In the preparation of this article, the assistance of articled student Richard Sehmer is gratefully acknowledged. 

You may recall that, on February 12, 2010, the Supreme Court of Canada released its decision in Tercon Construction Ltd. v. British Columbia (Transportation and Highways) 2010 SCC 4 in an attempt to further ensure fairness and balance the interests of owners and tenderers involved in the tendering process. Subsequently, the precedent has not only been applied to cases promoting fairness in the tendering process, as was the case in CMH Construction Ltd. v. Victoria (Town) 2010 NLTD(G) 145, but it has also been more recently applied to fairness in regard to the interpretation of commercial contracts in Strata Plan 226 v. White Rock (City) 2010 BCSC 1358. 

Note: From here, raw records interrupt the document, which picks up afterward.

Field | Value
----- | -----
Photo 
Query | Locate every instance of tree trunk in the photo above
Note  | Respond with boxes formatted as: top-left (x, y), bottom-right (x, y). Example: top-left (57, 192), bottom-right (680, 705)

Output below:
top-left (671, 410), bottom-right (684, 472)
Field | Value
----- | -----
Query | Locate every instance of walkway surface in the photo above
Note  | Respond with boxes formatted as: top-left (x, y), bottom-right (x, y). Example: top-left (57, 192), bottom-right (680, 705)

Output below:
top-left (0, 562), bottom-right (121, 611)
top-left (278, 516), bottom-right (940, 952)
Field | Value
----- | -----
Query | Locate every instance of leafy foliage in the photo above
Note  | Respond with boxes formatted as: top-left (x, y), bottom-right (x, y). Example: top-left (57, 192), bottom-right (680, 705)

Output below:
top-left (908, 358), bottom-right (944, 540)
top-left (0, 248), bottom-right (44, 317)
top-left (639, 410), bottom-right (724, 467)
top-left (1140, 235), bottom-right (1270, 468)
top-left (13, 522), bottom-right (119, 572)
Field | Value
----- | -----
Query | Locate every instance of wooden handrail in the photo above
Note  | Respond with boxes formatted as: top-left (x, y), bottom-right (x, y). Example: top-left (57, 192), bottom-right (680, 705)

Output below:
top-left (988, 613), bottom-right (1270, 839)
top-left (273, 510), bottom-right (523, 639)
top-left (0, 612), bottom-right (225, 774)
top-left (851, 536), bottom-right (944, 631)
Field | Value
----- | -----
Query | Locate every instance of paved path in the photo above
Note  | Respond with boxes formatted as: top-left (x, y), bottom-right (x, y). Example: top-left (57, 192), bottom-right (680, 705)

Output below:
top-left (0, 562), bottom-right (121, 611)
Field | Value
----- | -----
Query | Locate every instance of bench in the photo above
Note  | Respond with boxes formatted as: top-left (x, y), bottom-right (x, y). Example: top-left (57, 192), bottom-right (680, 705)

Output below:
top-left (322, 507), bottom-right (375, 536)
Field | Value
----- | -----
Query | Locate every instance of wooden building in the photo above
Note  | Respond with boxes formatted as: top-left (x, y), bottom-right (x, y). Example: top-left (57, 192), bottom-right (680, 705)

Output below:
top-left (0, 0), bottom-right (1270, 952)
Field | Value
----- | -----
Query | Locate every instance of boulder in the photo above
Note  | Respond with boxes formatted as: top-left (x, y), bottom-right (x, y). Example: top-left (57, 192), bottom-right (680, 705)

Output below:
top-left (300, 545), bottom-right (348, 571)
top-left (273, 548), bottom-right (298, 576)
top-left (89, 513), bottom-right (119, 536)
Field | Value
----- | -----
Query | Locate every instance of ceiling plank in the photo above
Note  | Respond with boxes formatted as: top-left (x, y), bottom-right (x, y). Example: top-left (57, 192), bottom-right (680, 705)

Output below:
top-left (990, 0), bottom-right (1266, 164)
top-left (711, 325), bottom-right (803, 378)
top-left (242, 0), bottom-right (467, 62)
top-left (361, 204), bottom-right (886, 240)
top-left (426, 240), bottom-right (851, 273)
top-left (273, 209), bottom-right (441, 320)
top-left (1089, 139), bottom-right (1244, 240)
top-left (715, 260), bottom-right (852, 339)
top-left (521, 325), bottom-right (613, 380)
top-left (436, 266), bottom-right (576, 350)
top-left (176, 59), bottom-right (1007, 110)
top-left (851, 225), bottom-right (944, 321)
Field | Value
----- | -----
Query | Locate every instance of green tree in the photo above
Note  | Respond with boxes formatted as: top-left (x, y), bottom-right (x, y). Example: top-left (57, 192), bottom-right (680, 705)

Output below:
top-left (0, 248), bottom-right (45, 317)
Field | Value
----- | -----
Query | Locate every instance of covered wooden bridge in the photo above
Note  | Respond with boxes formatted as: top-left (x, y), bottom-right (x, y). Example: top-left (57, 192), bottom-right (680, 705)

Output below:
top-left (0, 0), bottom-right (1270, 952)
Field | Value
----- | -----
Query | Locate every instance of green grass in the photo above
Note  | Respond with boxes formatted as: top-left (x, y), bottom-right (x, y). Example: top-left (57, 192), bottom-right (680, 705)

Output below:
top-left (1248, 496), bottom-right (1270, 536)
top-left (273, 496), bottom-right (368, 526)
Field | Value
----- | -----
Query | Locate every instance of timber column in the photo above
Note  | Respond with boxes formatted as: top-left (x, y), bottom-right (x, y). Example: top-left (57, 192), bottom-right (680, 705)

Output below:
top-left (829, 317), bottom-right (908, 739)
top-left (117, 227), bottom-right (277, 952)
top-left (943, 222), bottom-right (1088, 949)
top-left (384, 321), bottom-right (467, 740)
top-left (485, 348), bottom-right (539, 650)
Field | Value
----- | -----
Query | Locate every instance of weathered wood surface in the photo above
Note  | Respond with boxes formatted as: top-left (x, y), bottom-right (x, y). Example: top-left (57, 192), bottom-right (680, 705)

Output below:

In Tercon the Supreme Court held that an exclusion of liability clause in a request for proposals which barred claims for compensation “as a result of participating” in the tendering process, did not, when properly interpreted, exclude Tercon’s claim for damages. It was also held that by considering a bid from a non-compliant, and thus ineligible bidder, the Province not only acted in a way that breached the express and implied terms of the contract, it did so in a manner that was an affront to the integrity and business efficacy of the tendering process.   In its reasons for judgment,  the Court confirmed its own earlier determination in The Queen (Ont.) v. Ron Engineering, [1981] 1 S.C.R. 111 that a bid submitted in the tendering process results in a contract (Contract A) between the bidder and the owner, while the awarding in the tendering process results in a separate contract (Contract B). The owner owes a duty of fairness under both contracts, and, post-Tercon, will not easily be able to exclude liability for unfairly accepting an ineligible bid under ‘Contract A’.

In two recent cases, Tercon has been applied to extend contracting parties’ implied contractual duty of fairness in different situations.   On September 22, 2010, in CMH Construction Ltd. v. Victoria (Town), a plaintiff construction company successfully relied on Tercon to argue that the defendant town, in its request for proposals in the tendering process to renovate the town’s municipal center, breached a duty of fairness it owed to the bidders. In complying with a tender call, CMH Construction submitted a bid pursuant to standard bidding techniques. Without notifying CMH, the defendant town re-issued the tender call to other contractors and suppliers in hopes that they would receive a cheaper bid. After this second round of bids, the defendant accepted a lower bid from an alternate construction company. In holding in favour of CMH, the Newfoundland court confirmed the existence of a “Contract A” in the bidding process and, as in Tercon, affirmed a duty of fairness therein.

Five days after CMH Construction was released, Tercon was applied by the British Columbia Supreme Court to a dissimilar factual scenario in Strata Plan 226 v. White Rock (City) . In this case, the court applied Tercon in an effort to promote fairness in the interpretation of a provision in a restrictive covenant on the title of strata lots in a strata plan.   In doing so, the court applied the Tercon analysis that “the key principle of contractual interpretation here is that the words of one provision must not be read in isolation but should be considered in harmony with the rest of the contract and in light of its purpose and commercial context.” In this appeal, the B.C. Supreme Court overturned a previous decision by a Board Chair who did not consider anything beyond the natural meaning of plain and obvious words as written in the relevant clause. This application of Tercon illustrates the judiciary’s willingness to apply the duty of fairness to a broader scope of commercial relationships.

The Tercon decision found a compromise between an owner’s desire to maintain flexibility during the tendering process and a tenderer’s right to a fair process after having spent considerable resources in preparation of a tender. In applying Tercon more generally, the courts will ensure fairness and transparency in not only the tendering process, but in other business transactions.